Por: José Mendes Pereira
O cangaceiro Balão
Em 1973, o cangaceiro Balão cedeu entrevista à Revista Realidade, e para mim, não sei se estou certo, Balão foi o cangaceiro que mais fantasiou as suas respostas. É claro que cada um deles queria levar a sardinha para o seu prato, mas não era necessário tanta fantasia.
Vamos apreciar o que ele falou.
“-Estávamos acampados perto do Rio São Francisco. Lampião acordou às 5 horas da manhã e mandou um dos homens reunir o grupo para fazer o ofício de Nossa Senhora. Enquanto lia a missa em voz alta, todos nós ficamos ajoelhados ao lado das barracas, respondendo amém e batendo no peito na hora do Senhor Deus".
Lampião e seu bando rezando
Continua: "-Terminado o ofício Lampião mandou Amoroso buscar água para o café. Mas quando ele se abaixou no córrego veio o primeiro tiro. Havia uma metralhadora atrás de duas pedras, a 20 metros da barraca de Lampião.
Coiteiro de Lampião Pedro de Cândido
Pedro de Cândido, um dos nossos, havia nos traído, e acho que tinha dado ao sargento Zé Procópio até a posição das camas."
"-Numa rajada de metralhadora serrou a ponta da minha barraca..."
E continua o cangaceiro Balão: "- Meu companheiro Mergulhão, levantou-se de um salto, mas caiu partido ao meio por nova rajada. Eu permaneci deitado, e com jeito coloquei o bornal de balas no ombro direito, o sobressalente no esquerdo, calcei uma alpargata. A do pé esquerdo não quis entrar, e eu a prendi também no ombro. Quando levantei, vi um soldado batendo com o fuzil na cabeça de Mergulhão. De repente ele estava com o cano de sua arma encostada na minha perna e eu apontava meu mosquetão contra sua barriga. Atiramos. Caímos os dois e fomos formar uma cruz junto ao corpo de Mergulhão. Levantei-me devagar. O soldado estava morto e minha perna não fora quebrada.

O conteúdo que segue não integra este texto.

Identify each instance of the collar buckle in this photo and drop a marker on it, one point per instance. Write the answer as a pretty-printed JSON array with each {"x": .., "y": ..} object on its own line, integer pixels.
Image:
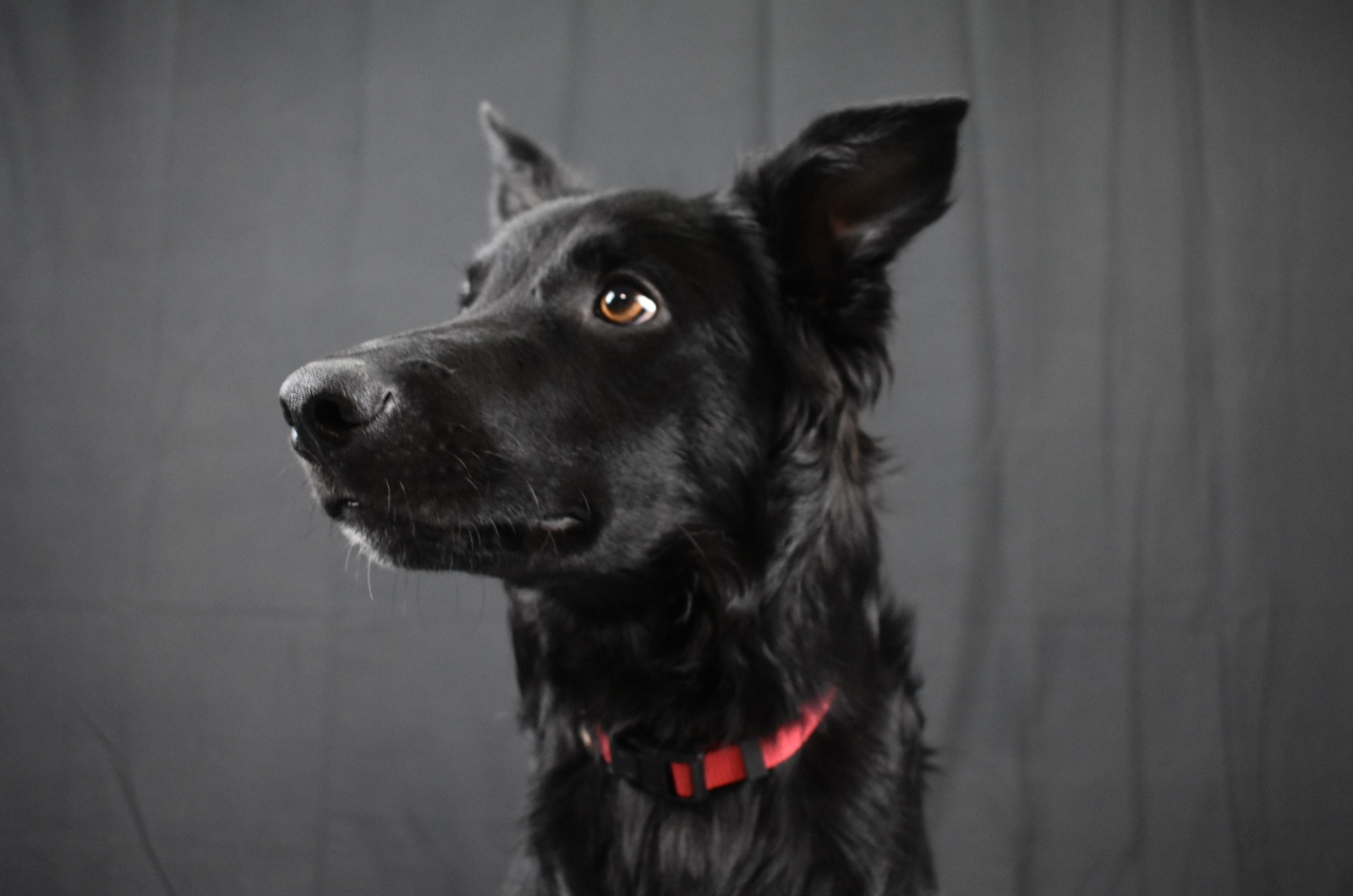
[{"x": 658, "y": 770}]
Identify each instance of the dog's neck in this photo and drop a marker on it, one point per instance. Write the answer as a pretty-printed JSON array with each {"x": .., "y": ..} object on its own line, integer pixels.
[{"x": 669, "y": 655}]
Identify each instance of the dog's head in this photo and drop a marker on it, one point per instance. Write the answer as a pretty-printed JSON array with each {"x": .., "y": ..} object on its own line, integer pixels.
[{"x": 628, "y": 369}]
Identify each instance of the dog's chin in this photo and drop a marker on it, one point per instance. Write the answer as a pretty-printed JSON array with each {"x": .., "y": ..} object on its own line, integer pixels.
[{"x": 507, "y": 547}]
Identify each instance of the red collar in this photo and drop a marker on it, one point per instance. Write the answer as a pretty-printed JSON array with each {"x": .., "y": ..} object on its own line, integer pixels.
[{"x": 689, "y": 777}]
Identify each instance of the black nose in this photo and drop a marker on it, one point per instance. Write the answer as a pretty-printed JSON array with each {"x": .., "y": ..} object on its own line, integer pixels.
[{"x": 331, "y": 402}]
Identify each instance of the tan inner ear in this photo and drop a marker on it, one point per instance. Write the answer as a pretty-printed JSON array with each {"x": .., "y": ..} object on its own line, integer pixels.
[{"x": 858, "y": 198}]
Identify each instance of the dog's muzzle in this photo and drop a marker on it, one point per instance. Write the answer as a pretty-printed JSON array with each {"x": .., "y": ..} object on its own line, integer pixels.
[{"x": 331, "y": 403}]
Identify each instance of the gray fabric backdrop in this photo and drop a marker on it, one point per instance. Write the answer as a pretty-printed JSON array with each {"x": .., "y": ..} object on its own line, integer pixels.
[{"x": 1122, "y": 423}]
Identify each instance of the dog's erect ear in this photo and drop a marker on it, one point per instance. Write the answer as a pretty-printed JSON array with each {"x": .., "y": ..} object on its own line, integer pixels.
[
  {"x": 524, "y": 173},
  {"x": 838, "y": 203}
]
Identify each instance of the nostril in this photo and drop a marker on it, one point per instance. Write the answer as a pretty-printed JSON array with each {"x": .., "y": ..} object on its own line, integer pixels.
[
  {"x": 336, "y": 414},
  {"x": 329, "y": 403}
]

"-Então vi Lampião caído de costas, com uma bala na testa..."
Continua Balão: "- Moeda, Tempo Duro (este último não aparece na lista oficial dos abatidos, e nem tão pouco na lista de Alcino Alves Costa); Quinta-feira, todos estavam mortos. Contei os corpos dos amigos. Nove homens e duas mulheres. Maria Bonita, ferida, escondeu-se debaixo de algumas pedras. Mas foi encontrada e degolada viva. Não havia tempo para chorar. As balas batiam nas pedras soltando faíscas e lascas. Ouviam-se os gritos por toda parte. Um inferno. Luiz Pedro ainda gritou: -Vamos pegar o dinheiro e o ouro na barraca de Lampião. Não conseguiu. Caiu atingido por uma rajada".
Em minha opinião esta afirmação do cangaceiro Balão contraria o que disse Mané Veio, pois nas declarações que deu aos repórteres, o policial levou um bom tempo para assassinar Luiz Pedro.

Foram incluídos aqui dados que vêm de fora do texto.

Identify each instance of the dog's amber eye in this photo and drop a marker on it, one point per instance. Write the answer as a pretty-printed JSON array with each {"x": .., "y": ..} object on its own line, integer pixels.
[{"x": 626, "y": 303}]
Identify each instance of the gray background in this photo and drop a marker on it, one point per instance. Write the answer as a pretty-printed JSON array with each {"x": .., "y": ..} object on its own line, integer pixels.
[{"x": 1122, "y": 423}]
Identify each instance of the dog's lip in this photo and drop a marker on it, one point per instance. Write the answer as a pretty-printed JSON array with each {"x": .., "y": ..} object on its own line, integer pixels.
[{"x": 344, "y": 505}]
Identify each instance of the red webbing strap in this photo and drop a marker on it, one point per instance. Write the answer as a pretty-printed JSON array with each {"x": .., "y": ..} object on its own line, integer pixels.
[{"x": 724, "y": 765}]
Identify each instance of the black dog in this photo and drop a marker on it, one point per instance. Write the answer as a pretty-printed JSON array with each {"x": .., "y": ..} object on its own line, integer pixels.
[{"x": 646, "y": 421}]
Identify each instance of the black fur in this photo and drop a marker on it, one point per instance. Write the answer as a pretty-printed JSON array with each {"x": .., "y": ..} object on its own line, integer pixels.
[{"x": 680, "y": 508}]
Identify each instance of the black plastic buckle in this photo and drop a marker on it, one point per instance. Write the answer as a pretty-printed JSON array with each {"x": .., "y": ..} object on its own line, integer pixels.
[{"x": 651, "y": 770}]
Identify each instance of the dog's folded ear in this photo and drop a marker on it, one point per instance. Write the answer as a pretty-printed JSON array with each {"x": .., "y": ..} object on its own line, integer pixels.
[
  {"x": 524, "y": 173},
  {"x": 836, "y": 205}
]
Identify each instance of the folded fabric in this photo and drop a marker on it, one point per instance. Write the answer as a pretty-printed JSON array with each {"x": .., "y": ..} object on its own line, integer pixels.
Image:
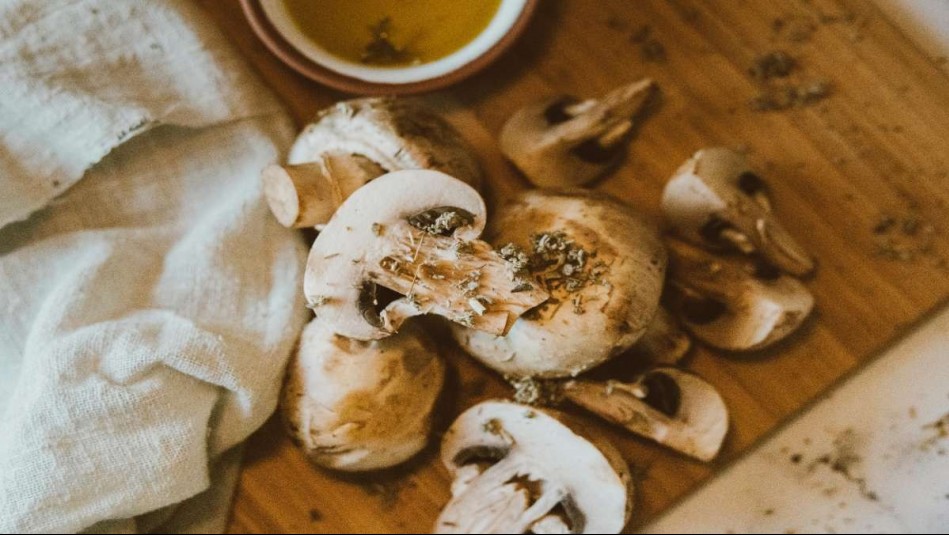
[{"x": 146, "y": 314}]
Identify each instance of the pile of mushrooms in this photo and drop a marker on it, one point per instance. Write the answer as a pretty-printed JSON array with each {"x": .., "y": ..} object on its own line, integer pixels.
[{"x": 560, "y": 281}]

Continua: "- Uma vez me perdi do bando e fiquei um ano nas caatingas de Bebedouro, Jeremoabo, Cipó de Leite, sem ver uma alma viva. No começo eu estava com ANJO ROQUE e sua mulher".
Continua o depoente: "- Corri até ele, peguei seu mosquetão e com Zé Sereno conseguimos furar o cerco. Tive a impressão de que a metralhadora enguiçou no momento exato. Para mim foi Deus".
Minhas inquietações:
1 - Será mesmo que depois da missa ele voltou a se deitar?

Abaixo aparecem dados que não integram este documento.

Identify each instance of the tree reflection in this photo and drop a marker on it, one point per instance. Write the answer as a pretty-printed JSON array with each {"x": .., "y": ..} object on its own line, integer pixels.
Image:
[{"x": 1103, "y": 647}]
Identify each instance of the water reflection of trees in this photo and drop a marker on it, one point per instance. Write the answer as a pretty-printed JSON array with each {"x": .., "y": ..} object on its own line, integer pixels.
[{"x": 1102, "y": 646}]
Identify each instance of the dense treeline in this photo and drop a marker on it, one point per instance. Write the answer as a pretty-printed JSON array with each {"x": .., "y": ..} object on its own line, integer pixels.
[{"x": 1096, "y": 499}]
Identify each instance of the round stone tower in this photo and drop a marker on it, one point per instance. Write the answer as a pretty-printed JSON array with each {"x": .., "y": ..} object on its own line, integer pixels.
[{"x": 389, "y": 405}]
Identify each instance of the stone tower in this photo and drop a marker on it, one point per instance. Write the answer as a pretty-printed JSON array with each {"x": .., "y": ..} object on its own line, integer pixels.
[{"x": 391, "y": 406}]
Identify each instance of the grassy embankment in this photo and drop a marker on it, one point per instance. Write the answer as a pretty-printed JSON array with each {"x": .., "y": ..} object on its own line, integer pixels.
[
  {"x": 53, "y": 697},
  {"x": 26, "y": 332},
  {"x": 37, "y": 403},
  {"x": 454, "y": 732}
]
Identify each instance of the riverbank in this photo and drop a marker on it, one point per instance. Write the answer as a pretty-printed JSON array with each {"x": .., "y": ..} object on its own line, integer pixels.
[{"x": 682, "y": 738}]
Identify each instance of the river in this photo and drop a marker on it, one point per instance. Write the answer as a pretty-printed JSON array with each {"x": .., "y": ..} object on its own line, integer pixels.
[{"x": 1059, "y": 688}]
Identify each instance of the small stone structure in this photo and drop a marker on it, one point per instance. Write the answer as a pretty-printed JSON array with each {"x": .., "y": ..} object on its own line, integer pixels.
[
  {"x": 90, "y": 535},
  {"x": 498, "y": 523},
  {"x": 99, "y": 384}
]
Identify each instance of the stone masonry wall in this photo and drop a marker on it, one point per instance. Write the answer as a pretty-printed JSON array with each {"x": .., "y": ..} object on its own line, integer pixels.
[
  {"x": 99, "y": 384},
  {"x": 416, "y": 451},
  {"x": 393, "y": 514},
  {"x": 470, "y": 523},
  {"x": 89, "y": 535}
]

2 - Como foi que ele viu que a bala que atingiu o rei foi mesmo no meio da testa, quando ele diz que Lampião estava de costas?
3 - Como foi que no meio de um cerrado tiroteio ele teve coragem de ir pegar o mosquetão de Luiz Pedro que já estava morto?
4 - Como foi que ainda deu tempo para ele contar os mortos, pois no meio de um tiroteio, qualquer ser humano não espera por nada, muito menos para contar quem lá morreu?
5 - Como foi que ainda deu tempo para ele calçar as alpargatas?
6 - Por que Balão caiu quando ele e o policial ambos atiraram, se ele não sofreu nenhum impacto para ser derrubado?
7 - Balão disse que após o massacre ao grupo de cangaceiros passou um ano nas caatingas sem ver um pé de pessoa, comendo carne de bode. Onde ele arranjava fósforos para fazer fogo e cozinhar a carne?
O amigo Balão fantasiou algumas respostas. Muitas verdades, é claro, mas outras, fantasiadas. Gostaria muito que as suas respostas fossem verdades. Mas pelo que ele disse, não há como eu acreditar em todas.
Mesmo fantasiando as suas respostas, nos meus estudos cangaceiros, eu admiro este facínora, devido ter sido fiel ao maior bandido, que foi o capitão Lampião.
Informação aos estudiosos do cangaço:
Os meus trabalhos de forma alguma, prejudicam escritores, pesquisadores e nem tão pouco cineastas. São apenas as minhas inquietações sobre alguns depoentes que falaram o que não deviam.